Der US-Präsident will gegen die Verbreitung von Schusswaffen vorgehen. Barack Obama zieht im Rahmen seiner Möglichkeiten die Zügel beim umstrittenen Umgang mit Schusswaffen an. Die Regeln für den Verkauf von Schusswaffen sollen eingedenk von 100.000 Toten in den vergangenen zehn Jahren verschärft werden, kündigte das Weiße Haus am Montagabend an.

In Zukunft soll es Hintergrund-Checks für Käufer von Schusswaffen geben. Zudem sollen die Waffen technisch sicherer gemacht und Kontrollen verbessert werden. "Ziel ist es, Kriminelle von Schusswaffen fernzuhalten", sagte Justizministerin Loretta Lynch. Der Vorstoß soll auch Schlupflöcher im System schließen. So können derzeit Käufer etwa Checks vermeiden, wenn sie die Waffen über eine juristische Person erwerben.

Allerdings ist die Reichweite des Maßnahmenkatalogs begrenzt. Denn er bewegt sich im Rahmen bereits bestehender Gesetze. Eine von Obama seit langer Zeit angemahnte Verschärfung der Waffengesetze wird vom republikanisch dominierten Kongress verhindert. Die Waffenlobby lief bereits im Vorfeld Sturm gegen Obamas Ankündigung.

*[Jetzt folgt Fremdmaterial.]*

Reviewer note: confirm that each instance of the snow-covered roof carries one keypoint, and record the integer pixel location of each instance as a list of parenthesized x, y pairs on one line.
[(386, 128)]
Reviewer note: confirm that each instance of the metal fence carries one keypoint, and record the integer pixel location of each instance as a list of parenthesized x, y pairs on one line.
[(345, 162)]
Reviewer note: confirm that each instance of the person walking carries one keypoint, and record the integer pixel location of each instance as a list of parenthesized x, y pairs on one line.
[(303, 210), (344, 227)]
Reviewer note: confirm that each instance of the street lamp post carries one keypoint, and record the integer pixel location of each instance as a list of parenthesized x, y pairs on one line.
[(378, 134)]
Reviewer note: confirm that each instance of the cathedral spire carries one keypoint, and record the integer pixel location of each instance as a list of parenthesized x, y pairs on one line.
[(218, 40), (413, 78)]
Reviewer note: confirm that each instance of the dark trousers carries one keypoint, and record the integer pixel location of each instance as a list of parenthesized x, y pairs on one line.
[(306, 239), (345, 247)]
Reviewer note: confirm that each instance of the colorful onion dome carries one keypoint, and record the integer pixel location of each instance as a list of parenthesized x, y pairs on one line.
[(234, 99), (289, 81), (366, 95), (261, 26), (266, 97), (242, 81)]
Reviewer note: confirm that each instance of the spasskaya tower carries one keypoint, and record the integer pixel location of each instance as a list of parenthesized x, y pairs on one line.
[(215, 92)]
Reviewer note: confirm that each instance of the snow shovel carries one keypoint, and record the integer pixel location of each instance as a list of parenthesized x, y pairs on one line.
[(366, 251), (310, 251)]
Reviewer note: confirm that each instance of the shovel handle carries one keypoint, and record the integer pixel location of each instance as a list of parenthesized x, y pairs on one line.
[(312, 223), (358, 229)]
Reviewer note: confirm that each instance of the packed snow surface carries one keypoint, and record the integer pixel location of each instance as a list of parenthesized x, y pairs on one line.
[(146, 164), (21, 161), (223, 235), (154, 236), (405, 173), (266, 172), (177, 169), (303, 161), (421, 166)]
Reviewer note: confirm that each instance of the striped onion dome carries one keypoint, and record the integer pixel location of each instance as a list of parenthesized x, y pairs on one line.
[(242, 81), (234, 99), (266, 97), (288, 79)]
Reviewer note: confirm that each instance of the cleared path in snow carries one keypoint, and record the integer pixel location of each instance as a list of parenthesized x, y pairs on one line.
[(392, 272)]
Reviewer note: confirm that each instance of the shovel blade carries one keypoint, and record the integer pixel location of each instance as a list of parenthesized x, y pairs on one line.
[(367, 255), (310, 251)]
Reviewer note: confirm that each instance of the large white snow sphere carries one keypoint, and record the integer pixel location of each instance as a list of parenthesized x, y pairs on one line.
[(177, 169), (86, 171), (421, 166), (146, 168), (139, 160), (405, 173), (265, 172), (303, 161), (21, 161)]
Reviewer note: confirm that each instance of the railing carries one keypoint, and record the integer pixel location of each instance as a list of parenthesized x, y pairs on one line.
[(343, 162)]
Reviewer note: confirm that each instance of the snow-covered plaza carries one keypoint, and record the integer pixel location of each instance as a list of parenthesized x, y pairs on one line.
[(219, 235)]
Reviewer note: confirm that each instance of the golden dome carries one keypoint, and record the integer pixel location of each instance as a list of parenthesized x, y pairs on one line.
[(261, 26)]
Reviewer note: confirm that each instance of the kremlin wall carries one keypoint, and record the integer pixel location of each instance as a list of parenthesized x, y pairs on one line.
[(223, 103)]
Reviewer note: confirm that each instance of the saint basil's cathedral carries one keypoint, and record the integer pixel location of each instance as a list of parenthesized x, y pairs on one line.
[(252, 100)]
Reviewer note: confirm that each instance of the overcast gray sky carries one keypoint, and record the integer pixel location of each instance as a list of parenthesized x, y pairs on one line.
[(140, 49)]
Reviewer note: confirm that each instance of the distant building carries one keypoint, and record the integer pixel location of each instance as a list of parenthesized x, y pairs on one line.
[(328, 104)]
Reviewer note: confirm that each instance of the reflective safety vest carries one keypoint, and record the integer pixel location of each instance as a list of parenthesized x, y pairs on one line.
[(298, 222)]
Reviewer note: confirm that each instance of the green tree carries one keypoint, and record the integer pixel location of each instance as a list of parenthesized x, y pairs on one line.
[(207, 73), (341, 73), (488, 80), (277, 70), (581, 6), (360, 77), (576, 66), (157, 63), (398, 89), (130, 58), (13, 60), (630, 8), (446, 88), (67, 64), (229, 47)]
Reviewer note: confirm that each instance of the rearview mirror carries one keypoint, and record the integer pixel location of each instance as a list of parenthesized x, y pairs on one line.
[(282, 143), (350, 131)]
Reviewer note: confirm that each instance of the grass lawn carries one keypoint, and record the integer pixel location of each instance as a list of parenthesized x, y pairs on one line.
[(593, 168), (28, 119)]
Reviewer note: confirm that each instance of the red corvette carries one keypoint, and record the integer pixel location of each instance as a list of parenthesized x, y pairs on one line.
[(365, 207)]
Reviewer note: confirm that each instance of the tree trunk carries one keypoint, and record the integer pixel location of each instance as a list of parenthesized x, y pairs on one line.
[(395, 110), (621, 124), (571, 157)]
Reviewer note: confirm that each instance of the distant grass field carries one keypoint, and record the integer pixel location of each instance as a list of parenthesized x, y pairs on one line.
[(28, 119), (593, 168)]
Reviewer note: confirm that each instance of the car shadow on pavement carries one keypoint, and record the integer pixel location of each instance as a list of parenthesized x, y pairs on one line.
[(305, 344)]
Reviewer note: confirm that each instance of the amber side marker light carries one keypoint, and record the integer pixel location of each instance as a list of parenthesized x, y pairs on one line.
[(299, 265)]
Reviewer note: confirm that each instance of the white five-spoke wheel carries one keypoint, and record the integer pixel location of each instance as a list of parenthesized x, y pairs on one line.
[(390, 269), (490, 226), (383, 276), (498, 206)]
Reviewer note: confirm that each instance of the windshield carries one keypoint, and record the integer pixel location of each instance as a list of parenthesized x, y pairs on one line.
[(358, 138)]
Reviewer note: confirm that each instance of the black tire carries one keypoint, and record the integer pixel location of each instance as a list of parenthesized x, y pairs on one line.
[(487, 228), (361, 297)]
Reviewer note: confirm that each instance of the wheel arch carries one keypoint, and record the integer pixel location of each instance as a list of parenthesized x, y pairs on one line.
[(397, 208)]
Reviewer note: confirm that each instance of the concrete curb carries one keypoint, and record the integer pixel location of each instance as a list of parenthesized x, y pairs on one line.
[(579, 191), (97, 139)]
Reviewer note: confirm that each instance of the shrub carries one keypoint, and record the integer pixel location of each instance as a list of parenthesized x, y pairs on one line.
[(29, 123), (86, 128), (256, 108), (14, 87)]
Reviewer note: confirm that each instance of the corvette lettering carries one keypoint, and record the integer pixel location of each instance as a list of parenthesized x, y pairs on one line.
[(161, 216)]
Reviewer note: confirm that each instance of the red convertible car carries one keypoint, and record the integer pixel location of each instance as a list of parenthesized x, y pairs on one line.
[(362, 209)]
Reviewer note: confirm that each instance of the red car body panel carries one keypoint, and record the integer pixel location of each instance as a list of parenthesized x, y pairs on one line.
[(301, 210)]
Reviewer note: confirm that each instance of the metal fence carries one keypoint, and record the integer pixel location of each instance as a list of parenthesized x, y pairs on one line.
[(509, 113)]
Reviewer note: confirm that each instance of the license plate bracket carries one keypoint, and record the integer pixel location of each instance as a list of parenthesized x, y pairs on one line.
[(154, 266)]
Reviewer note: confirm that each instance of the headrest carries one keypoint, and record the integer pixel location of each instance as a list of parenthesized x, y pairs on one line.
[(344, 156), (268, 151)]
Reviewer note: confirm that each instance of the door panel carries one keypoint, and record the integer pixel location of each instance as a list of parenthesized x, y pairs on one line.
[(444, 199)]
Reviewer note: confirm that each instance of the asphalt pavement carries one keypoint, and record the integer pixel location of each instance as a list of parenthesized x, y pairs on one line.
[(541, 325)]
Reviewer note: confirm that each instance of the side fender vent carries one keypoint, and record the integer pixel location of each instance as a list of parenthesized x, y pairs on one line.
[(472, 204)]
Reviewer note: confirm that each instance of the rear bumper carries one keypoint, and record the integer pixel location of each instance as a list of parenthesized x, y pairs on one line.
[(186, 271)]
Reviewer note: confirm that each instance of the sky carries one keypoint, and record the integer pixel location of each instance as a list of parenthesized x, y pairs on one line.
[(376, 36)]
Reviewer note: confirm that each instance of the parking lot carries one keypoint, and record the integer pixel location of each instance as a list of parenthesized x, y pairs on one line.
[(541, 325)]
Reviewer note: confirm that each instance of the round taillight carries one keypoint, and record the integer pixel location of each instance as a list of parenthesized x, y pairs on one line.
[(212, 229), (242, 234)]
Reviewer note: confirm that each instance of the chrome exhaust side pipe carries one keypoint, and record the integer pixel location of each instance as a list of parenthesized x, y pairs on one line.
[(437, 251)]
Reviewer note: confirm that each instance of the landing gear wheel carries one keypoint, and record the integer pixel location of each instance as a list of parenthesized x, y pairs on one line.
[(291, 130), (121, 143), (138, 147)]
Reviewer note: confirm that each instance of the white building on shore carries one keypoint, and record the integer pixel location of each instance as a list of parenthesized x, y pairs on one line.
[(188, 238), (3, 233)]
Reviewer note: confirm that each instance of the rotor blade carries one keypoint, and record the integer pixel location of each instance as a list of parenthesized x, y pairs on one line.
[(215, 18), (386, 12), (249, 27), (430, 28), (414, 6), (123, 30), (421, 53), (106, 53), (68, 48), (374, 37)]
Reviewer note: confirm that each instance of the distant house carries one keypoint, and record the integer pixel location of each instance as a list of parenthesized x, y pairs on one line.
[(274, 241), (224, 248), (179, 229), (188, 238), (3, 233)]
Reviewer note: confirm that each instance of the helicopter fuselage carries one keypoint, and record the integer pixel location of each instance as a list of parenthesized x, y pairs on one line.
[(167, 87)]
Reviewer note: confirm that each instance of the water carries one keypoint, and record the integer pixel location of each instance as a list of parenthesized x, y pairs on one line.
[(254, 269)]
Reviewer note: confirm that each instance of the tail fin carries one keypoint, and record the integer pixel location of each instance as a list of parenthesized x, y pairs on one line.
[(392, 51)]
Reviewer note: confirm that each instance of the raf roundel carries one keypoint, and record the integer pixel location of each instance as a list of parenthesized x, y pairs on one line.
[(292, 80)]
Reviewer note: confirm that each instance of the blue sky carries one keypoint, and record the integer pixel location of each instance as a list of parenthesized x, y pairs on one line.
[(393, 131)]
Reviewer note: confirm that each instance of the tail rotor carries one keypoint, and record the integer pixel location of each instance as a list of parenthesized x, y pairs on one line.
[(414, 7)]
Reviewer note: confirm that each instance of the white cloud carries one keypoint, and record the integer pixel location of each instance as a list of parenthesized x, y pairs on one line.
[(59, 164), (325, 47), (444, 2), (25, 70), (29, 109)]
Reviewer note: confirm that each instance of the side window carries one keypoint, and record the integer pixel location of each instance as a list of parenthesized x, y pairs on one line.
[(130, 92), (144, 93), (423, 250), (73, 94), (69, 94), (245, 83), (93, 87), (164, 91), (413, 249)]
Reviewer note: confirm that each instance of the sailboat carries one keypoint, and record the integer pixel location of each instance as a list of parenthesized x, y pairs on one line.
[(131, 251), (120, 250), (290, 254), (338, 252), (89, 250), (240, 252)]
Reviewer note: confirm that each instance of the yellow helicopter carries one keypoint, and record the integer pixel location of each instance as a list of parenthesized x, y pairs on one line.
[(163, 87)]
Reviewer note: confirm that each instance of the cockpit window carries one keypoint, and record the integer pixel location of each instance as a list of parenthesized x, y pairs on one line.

Obama will am Dienstag seine Pläne persönlich erläutern. "Es gibt kein anderes Thema, bei dem die Zerstrittenheit in der Politik Präsident Obama so sehr frustriert hat wie die Gewalt mit Schusswaffen in unserer Nation", sagte Valerie Jarrett, eine Beraterin Obamas. Der Präsident hatte bei spektakulären Verbrechen mit Schusswaffen in der Vergangenheit immer wieder darauf hingewiesen, dass dies in anderen Ländern so nicht denkbar wäre.

Das Weiße Haus will vor allem mit Geld und Personal gegensteuern. So sollen 200 zusätzliche Ermittler eingesetzt werden, die verhindern sollen, dass Waffen in die falschen Hände gelangen. Auch soll das Register mit Menschen mit psychischen Krankheiten ausgeweitet werden, um Waffenkäufer auf solcherlei Probleme abzuklopfen.